Type of random variable

In mathematics, particularly in probability theory and stochastic geometry, a random closed set is a random variable whose values are closed subsets of a given topological space, typically Euclidean space $\mathbb{R}^n$. Random closed sets generalize the concept of random variables and random processes by allowing entire sets, rather than individual points or vectors, to be treated as random elements.

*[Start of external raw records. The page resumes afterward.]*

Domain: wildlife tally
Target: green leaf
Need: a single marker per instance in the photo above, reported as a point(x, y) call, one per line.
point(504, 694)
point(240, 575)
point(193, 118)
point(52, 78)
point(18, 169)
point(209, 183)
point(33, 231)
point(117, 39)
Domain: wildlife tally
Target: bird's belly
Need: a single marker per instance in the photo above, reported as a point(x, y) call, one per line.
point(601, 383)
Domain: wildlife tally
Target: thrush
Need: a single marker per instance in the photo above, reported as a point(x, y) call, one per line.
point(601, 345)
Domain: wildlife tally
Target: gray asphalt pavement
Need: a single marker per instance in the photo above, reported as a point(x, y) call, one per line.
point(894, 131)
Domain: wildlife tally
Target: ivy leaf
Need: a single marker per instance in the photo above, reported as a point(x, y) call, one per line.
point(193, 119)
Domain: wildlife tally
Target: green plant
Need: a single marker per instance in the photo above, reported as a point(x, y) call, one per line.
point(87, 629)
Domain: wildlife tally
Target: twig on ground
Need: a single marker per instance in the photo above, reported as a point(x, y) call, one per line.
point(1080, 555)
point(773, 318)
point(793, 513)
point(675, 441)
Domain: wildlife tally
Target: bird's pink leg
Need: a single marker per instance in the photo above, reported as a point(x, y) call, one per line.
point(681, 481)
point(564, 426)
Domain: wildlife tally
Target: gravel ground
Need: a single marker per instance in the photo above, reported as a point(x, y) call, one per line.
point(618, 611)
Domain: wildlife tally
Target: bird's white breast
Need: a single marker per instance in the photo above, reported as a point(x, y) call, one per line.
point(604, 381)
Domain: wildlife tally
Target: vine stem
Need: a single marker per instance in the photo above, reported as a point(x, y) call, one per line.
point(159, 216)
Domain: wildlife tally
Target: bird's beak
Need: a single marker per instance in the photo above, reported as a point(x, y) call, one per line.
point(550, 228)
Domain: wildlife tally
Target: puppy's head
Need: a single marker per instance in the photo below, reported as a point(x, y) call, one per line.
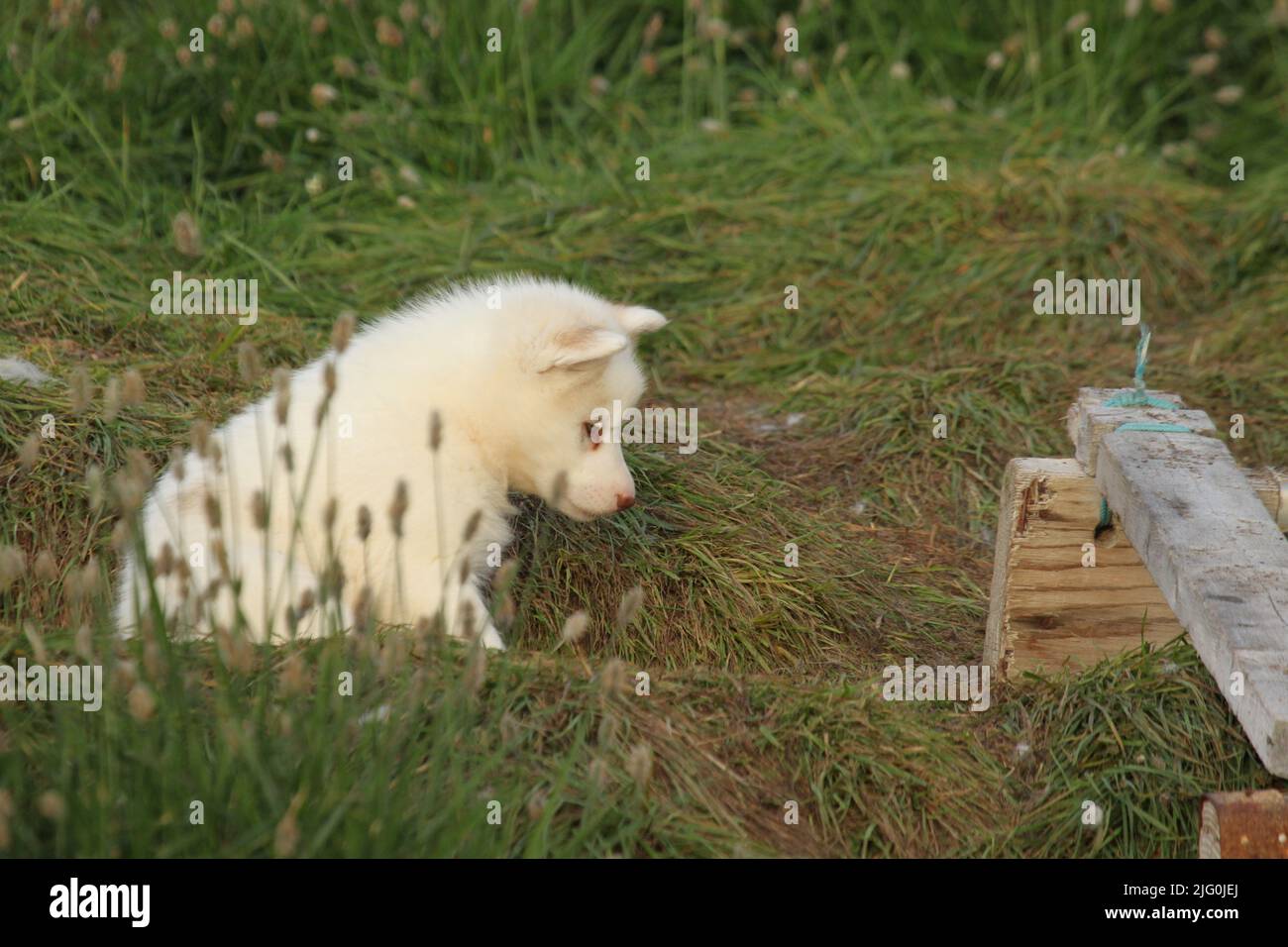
point(581, 363)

They are widely used in areas such as spatial statistics, image analysis, materials science, and mathematical morphology.

==Definition==
A random closed set in $\mathbb{R}^d$ is a measurable function from a probability space $(\Omega,\mathcal{A}, P)$ into $(\mathcal{F}, \Sigma)$. Here $\mathcal{F}$ is the collection of all closed subsets of $\mathbb{R}^d$ and $\Sigma$ is the sigma-algebra generated over $\mathcal{F}$ by the sets $$\mathcal{F}_K=\{F\in\mathcal{F}:F\cap K=\emptyset\}$$ for all compact subsets $K\subset\mathbb{R}^d$.

==History==
Mentions of random sets have appeared for almost a century beginning with A.N. Kolmogorov's book, Foundations of the Theory of Probability, which provided the axiomatic foundation for probability theory. In this book, Kolmogorov defined what is now referred to as a random set. Up until the 1960s, mentions of random sets could be found scattered throughout publications before Gustave Choquet formalized the concept of a random set. French mathematician Georges Matheron is recognized as the first person to concentrate on random sets with closed values and formulate a definition.